You have my support. We agree on the goal to make it easier to contribute to Scheme, and help Scheme progress faster.
Thank you! And thanks for working on scheme-live so far.
It is also a technical issue, the Scheme world is so diverse in terms of implementations and goals that it is difficult to contribute to Scheme without a dedicated Scheme implementation for the purpose of the SRFI process and RnRS.
It is, but a big collection of working code would also motivate porting work. Unit testing and CI could be solved in one place, especially if we use a monorepo. Then adding tests for any new code can immediately use the work that has gone into those tools, and for portability there are lots of existing cond-expand's to use as examples for how to do it.
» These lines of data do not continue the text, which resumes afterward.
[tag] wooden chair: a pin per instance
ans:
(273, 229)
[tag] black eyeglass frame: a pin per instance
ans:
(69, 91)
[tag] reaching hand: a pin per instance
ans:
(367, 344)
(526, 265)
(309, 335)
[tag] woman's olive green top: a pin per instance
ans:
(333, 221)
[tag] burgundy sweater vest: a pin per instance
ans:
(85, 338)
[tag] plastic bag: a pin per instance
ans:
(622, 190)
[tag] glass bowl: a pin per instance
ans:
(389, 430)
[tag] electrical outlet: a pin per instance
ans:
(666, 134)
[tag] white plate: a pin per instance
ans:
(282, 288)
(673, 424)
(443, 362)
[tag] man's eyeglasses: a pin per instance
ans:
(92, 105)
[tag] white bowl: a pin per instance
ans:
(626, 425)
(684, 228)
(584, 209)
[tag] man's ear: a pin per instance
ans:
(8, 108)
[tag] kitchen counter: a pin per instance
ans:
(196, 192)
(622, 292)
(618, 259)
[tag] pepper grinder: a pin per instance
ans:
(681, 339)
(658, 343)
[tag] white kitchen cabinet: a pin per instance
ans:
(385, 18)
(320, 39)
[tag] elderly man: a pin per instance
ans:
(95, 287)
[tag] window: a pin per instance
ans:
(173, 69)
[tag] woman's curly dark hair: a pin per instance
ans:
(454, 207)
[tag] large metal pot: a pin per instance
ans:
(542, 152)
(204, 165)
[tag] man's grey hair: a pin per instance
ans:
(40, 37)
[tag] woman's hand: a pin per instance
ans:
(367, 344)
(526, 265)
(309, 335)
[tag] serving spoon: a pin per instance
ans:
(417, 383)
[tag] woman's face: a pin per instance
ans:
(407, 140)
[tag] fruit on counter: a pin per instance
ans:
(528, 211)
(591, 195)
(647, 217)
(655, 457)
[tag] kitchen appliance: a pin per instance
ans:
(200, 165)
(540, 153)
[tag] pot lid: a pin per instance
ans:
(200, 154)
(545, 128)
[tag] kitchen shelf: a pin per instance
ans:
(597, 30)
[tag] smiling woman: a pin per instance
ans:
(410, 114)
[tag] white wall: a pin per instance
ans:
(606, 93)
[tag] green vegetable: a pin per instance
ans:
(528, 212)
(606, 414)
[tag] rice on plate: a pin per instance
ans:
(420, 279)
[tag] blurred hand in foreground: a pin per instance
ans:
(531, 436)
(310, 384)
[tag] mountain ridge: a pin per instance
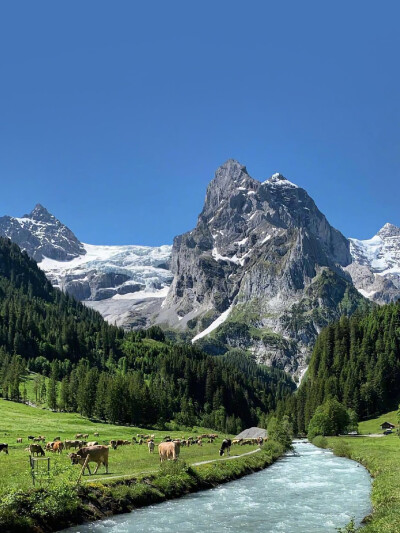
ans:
(262, 271)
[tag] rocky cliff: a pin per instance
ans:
(375, 269)
(263, 270)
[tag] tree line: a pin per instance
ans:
(103, 372)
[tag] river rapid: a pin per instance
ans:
(309, 491)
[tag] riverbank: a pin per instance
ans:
(381, 457)
(62, 505)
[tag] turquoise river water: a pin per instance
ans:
(309, 491)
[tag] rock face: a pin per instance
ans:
(41, 235)
(263, 270)
(375, 269)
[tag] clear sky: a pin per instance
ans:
(115, 115)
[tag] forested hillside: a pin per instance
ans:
(100, 371)
(357, 361)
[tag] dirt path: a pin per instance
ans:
(123, 476)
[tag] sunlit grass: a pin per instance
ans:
(18, 420)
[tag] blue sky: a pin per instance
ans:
(115, 115)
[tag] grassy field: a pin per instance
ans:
(382, 458)
(18, 420)
(373, 426)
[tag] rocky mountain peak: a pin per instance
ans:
(278, 179)
(42, 235)
(260, 259)
(40, 213)
(389, 230)
(231, 179)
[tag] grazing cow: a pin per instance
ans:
(97, 454)
(36, 448)
(167, 451)
(4, 447)
(72, 444)
(58, 446)
(116, 442)
(225, 447)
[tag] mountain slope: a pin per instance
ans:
(375, 269)
(134, 377)
(357, 361)
(118, 281)
(263, 270)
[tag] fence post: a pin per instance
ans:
(83, 468)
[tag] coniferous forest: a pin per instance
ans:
(356, 361)
(102, 372)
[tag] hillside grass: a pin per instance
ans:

A sample implementation of Scheme and SRFI would be awesome but I assume it's too difficult to pull off, unless an existing implementation is gradually turned into the sample implementation by adding features.
Would the people around SRFI be interested in formalizing the lightweight work we already more or less have?
I do not understand the question. What needs formalization?
Really just blessing a monorepo with "official" status. The community is already doing work like this, but it's split into many libraries around the net, with different people working on each library. If we had one library that is known as a canonical one, with many people working on it (roughly, the people now writing SRFIs, plus anyone else who wants to join) people would slowly learn to trust it.
The library collections like Schemepunk, Yuni, Spells, Spheres, etc. are especially interesting as prior art. These are like Scheme Live, but tend to have one maintainer who stops working on it after a few years. Ideally we could roll all of them into one collection with enough people to ensure continued maintenance.